Monday, June 07, 2010

the laddie in red

It seemed only fair to reward myself for successfully moving house by buying a celebratory bottle of whisky, so here it is: Bruichladdich Rocks, currently available in Morrison's for about £23.

A quick bit of background: Bruichladdich is an Islay distillery which until fairly recently (when Kilchoman started producing) laid claim to being the westernmost distillery in Scotland. It's had a bit of a chequered history, most recently including being closed between 1994 and 2001. When its enterprising new owners started production up again they were in the tricky position of not being able to release any of their newly distilled spirit as whisky for three years - fortunately they'd inherited a substantial stock of existing casks, and so they embarked on an enterprising, if slightly bewildering, programme of limited edition expressions of the existing stock. One of the things they did was issue a series of bottlings called Waves, Rocks and Peat which supposedly reflected the various facets of the Bruichladdich character, or some such bollocks.

Also, a note on pronunciation: the general convention seems to be towards something like "brook-laddie", though orthodox Scottish pronunciation rules would normally oblige you to stick a final "ch" sound on there, like at the end of "loch". Up to you.

Rocks is made up of whisky of various ages (hence no age statement on the bottle) and is "finished" in casks that previously held Banyuls wine. Slightly irritatingly you'd be hard-pressed to glean any of this information from the bottle or the packaging, both of which offer some vaguely poetic flannel but little in the way of cold hard facts. That there's something slightly unusual going on is obvious from the colour of the whisky, though: it's got a faint pink tinge to it, which you may or may not be able to pick out from the photograph.

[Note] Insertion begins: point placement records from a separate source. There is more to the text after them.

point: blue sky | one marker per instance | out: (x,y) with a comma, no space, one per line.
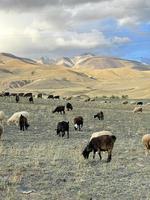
(55,28)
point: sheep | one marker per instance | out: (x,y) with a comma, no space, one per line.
(2,117)
(14,119)
(125,102)
(1,130)
(23,123)
(31,99)
(139,103)
(17,98)
(69,106)
(137,109)
(98,144)
(78,123)
(99,115)
(63,127)
(59,109)
(146,143)
(97,134)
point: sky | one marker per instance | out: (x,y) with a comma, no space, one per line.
(56,28)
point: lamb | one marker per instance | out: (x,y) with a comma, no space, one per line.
(98,144)
(99,115)
(97,134)
(31,99)
(23,123)
(17,98)
(2,117)
(1,130)
(137,109)
(14,119)
(69,106)
(146,143)
(63,127)
(59,109)
(78,123)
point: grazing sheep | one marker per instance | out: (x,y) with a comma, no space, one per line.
(98,144)
(69,106)
(99,115)
(50,96)
(146,143)
(78,123)
(39,95)
(14,119)
(31,99)
(1,130)
(125,102)
(2,117)
(56,97)
(137,109)
(23,123)
(140,103)
(133,102)
(29,94)
(59,109)
(17,98)
(97,134)
(63,127)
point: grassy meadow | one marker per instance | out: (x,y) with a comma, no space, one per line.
(38,165)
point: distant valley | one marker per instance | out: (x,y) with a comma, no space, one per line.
(86,74)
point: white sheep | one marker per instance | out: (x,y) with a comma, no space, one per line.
(97,134)
(146,143)
(14,119)
(137,109)
(2,117)
(1,130)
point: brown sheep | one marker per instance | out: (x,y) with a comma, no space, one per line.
(78,123)
(23,123)
(146,143)
(59,109)
(1,130)
(137,109)
(98,144)
(99,115)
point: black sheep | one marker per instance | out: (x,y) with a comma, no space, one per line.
(23,123)
(100,143)
(63,127)
(59,109)
(99,115)
(78,123)
(69,106)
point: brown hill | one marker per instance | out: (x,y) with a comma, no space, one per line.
(96,76)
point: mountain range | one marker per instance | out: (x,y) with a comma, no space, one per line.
(85,74)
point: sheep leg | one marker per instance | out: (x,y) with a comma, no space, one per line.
(67,134)
(109,156)
(63,133)
(99,153)
(94,151)
(79,128)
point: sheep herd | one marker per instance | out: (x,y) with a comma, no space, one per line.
(99,141)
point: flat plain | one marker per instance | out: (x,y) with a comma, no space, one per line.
(37,164)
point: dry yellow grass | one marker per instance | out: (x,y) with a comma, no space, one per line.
(75,81)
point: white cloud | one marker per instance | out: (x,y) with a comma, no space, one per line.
(47,25)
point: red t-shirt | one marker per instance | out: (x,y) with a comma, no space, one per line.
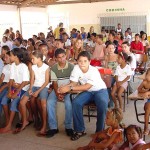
(137,46)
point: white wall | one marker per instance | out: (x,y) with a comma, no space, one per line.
(8,18)
(89,13)
(34,20)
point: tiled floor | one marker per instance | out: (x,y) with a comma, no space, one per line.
(27,139)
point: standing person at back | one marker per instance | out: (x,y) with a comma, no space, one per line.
(111,39)
(60,74)
(92,89)
(126,49)
(137,46)
(56,31)
(119,29)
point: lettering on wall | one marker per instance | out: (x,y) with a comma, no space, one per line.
(115,9)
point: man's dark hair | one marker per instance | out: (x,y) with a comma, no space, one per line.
(137,35)
(126,42)
(84,54)
(43,45)
(93,34)
(6,48)
(19,40)
(59,51)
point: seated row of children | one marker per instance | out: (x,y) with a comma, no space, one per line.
(19,71)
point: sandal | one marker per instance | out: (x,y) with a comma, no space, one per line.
(77,135)
(146,132)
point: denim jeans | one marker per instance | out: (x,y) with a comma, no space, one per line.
(51,109)
(14,102)
(111,103)
(101,100)
(2,94)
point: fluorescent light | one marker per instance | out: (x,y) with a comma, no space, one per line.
(59,1)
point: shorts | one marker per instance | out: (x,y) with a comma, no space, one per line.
(148,101)
(14,102)
(42,95)
(124,85)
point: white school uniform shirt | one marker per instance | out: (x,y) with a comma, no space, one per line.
(123,73)
(92,76)
(133,63)
(1,66)
(6,72)
(68,43)
(20,73)
(39,73)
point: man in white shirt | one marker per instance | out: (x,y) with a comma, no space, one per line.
(126,49)
(127,37)
(86,79)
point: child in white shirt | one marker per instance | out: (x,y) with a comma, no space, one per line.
(122,76)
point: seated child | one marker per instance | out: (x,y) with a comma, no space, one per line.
(144,90)
(133,135)
(110,137)
(122,76)
(144,147)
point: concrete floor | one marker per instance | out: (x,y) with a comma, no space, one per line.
(27,139)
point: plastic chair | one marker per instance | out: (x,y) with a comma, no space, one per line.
(106,75)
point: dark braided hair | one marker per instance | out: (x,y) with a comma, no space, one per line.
(137,129)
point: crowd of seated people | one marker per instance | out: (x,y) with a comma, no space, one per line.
(38,72)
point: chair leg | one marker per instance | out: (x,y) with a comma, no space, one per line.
(89,113)
(127,95)
(124,101)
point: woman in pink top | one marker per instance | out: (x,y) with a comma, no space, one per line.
(119,38)
(98,53)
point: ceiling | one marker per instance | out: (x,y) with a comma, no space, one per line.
(44,3)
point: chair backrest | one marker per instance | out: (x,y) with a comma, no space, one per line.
(140,58)
(106,76)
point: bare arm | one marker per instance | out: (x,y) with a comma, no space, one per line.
(46,81)
(106,143)
(74,87)
(2,78)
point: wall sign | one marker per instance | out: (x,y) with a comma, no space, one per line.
(115,9)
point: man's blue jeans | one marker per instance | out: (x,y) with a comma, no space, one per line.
(101,100)
(51,109)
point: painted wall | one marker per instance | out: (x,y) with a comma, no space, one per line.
(87,14)
(33,20)
(8,18)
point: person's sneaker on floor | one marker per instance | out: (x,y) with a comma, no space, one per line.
(51,132)
(69,132)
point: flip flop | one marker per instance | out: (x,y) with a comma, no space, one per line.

Have a sniff and a taste and you'll discover that any notion of there being a single signature Islay "style" - big, tarry, peaty, medicinal whisky that you could clean paintbrushes in - is a bit of a simplification, as this is very light with barely a trace of peat or smoke at all. This is the second successive Islay malt I've tried, but this and the Bowmore couldn't be more different. This one is quite sweet, a bit floral, with just a hint of something red and tart and fruity in the background - more redcurrants than strawberries, I think (could this be from the wine casks?). It's quite "hot" on the tongue at first - like the Penderyn (which this is not dissimilar to) that's probably partly from being bottled at 46% and partly a bit of rawer, younger, estery spirit coming through.

I think there's an argument that the sheer size and diversity of the Bruichladdich range is a bit bewildering and perhaps not conducive to developing a recognisable distillery "style" - on the other hand I salute their ingenuity in wringing out every last bit of interest they could from the stocks left in the warehouse. As I've said before I'm mildly suspicious of whisky that's been mucked around with by applying non-traditional "finishing", and as with the Caol Ila this doesn't quite measure up to the magnificence of, say, the Highland Park or the Dalmore, but I think as an experiment it works quite well.